Von Manuel Maurer / Interview mit Max Hilgarth, VGSD

Alles blickt nach Berlin. Die Erwartungen der Wirtschaft an die neue Bundesregierung sind hoch. Auch die Selbstständigen, insbesondere die Kleinst- und Soloselbstständigen, hoffen auf bessere Rahmenbedingungen und spürbare Entlastungen. Darüber – und über die Zusammenarbeit mit Steuerberatern – sprachen wir mit Max Hilgarth vom Verband der Gründer und Selbstständigen Deutschland e.V. (VGSD).

(Foto: © Hero Images / gettyimages)

Manuel Maurer:
Am 8. März 2025 haben Union und SPD die Ergebnisse ihrer Sondierungen vorgestellt.

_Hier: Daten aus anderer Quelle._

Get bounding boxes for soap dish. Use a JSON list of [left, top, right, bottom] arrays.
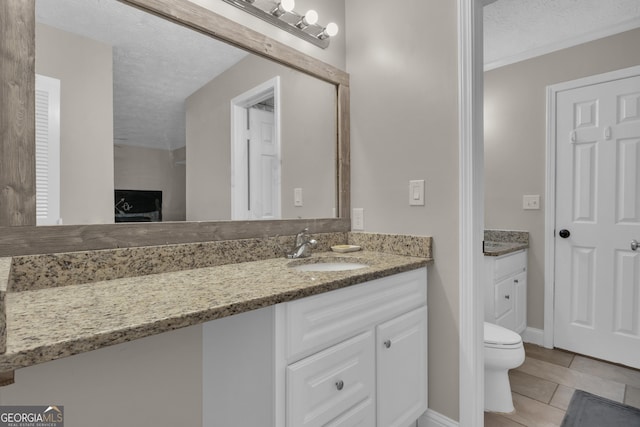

Sie beklagen, dass Selbstständige darin zu kurz kommen, man müsse sie geradezu mit der Lupe suchen. Was vermissen Sie konkret?

Max Hilgarth:
Für Selbstständige ist das Sondierungspapier enttäuschend. Gewünscht haben wir uns vor allem Rechtssicherheit für Auftragnehmer und -geber durch eine Reform des Statusfeststellungsverfahrens – eine Reform, die den Gesetzgeber kein Geld kostet. Zudem müsste dringend eine faire Bemessung der Sozialversicherungsbeiträge für Selbstständige erfolgen, die zu vergleichbaren Arbeitnehmern mindestens 20 Prozent mehr Beiträge zahlen, Arbeitgeberanteil berücksichtigt.

Außerdem braucht es in der neuen Regierung Beamte, die speziell für Solo- und Kleinstunternehmen zuständig sind und über entsprechende fachliche Kompetenz verfügen.

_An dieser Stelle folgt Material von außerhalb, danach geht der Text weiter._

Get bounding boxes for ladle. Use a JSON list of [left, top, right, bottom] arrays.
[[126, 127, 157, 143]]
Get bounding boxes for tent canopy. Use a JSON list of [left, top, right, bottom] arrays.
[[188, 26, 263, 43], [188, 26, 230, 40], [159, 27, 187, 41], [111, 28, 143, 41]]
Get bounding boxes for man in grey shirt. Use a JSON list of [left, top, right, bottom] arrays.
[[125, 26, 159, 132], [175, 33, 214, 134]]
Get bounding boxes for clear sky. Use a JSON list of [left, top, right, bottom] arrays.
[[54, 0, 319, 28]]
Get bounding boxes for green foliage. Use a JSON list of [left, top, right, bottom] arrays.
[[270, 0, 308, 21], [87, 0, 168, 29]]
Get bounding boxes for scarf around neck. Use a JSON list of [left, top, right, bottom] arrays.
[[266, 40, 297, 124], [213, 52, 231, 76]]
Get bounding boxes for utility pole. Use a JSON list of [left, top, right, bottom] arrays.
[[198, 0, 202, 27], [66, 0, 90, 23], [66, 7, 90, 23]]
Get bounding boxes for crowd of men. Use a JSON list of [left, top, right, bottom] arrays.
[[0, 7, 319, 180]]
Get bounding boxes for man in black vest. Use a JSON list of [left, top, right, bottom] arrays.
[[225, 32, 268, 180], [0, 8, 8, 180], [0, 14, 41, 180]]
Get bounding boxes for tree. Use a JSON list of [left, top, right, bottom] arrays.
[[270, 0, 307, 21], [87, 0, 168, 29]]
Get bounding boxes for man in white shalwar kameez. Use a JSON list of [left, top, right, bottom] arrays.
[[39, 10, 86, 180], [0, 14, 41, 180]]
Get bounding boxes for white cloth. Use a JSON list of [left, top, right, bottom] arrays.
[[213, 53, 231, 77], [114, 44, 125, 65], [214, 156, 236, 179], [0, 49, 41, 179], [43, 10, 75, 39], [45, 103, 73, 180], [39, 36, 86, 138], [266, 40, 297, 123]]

Wir vermissen seitens der Politik Wertschätzung und eine positive Erzählung von Gründung und Selbstständigkeit.

Manuel Maurer:
Umfangreicher widmet sich das Sondierungspapier der Fachkräftesicherung. Dabei sind es auch die Selbstständigen, die die Unternehmen unterstützen, jedoch mit zunehmendem Auftragsmangel und Preisdruck kämpfen. Wie hängt das zusammen? Misst die Politik hier mit zweierlei Maß?

Foto: Max Hilgarth, Geschäftsführer beim VGSD (© Fotograf: Thomas Wieland)

Max Hilgarth:
Auch Selbstständige sind Fachkräfte. Als Wissensarbeiter sind wir unverzichtbar für die Digitalisierung und Transformation von Staat und Wirtschaft. Selbstständige spezialisieren sich, werden seltener krank, bilden sich eigenverantwortlich fort und tragen dieses Wissen in Unternehmen und auch Behörden. Ohne externe Unterstützung könnten die meisten innovativen Projekte nicht umgesetzt werden.

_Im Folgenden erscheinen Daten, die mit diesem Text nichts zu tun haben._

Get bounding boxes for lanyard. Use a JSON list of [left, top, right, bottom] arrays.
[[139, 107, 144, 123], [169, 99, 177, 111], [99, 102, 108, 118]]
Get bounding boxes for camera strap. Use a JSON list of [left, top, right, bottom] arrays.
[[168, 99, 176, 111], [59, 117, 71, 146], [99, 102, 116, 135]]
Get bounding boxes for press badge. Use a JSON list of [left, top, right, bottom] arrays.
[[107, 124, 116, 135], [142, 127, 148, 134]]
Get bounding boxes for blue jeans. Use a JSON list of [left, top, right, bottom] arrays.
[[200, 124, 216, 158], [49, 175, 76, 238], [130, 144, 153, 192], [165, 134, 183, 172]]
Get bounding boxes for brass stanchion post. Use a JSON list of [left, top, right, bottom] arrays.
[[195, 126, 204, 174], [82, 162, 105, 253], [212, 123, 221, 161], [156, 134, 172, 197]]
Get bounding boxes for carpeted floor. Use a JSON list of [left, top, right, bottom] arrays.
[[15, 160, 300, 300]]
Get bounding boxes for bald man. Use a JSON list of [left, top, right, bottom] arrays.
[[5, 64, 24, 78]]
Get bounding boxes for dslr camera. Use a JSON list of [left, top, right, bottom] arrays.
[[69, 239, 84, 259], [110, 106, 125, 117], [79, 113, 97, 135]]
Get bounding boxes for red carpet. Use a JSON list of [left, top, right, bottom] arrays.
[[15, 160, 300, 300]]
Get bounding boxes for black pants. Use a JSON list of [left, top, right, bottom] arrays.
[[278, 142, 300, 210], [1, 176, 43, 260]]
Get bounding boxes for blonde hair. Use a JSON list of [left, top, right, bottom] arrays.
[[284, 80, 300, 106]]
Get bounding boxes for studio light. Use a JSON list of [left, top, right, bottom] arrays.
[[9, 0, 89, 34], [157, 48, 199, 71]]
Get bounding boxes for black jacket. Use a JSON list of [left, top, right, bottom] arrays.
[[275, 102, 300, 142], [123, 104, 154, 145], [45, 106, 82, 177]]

Wir vermissen seitens der Politik Wertschätzung und eine positive Erzählung von Gründung und Selbstständigkeit: Nach unseren Umfragen fühlen sich fast neun von zehn Selbstständigen von der Politik nicht respektiert.

Manuel Maurer:
Immerhin sollen Selbstständige in die gesetzliche Rentenversicherung einbezogen werden, ist das nicht ein Fortschritt?

Max Hilgarth:
Nein, einen Fortschritt können wir in der Altersvorsorgepflicht nicht erkennen. Selbstständige konnten auch bisher schon freiwillig in die Deutsche Rentenversicherung einzahlen.

Manuel Maurer:
Haben Sie einen besseren Vorschlag?

Max Hilgarth:
Wir setzen uns für die Einführung eines insolvenz- und pfändungssicheren Altersvorsorgedepots ein. Das sind Sperrdepots, mit denen auf Basis von Wertpapieren eine Altersvorsorge aufgebaut werden kann, über die erst im Alter verfügt werden kann. Dies soll in Form breit diversifizierter ETFs geschehen, die sich durch den Verzicht auf ein aktives Fondsmanagement und niedrige Verwaltungskosten auszeichnen. Diese Form der Altersvorsorge wird von Verbraucherschützern empfohlen und hat sich in vielen anderen Ländern bewährt. 

Manuel Maurer:
Ist die Gestaltung und Berechnung der Sozialversicherungsbeiträge für Selbstständige, die diese in der Regel komplett selbst tragen, eigentlich fair? Was müsste sich hier ändern?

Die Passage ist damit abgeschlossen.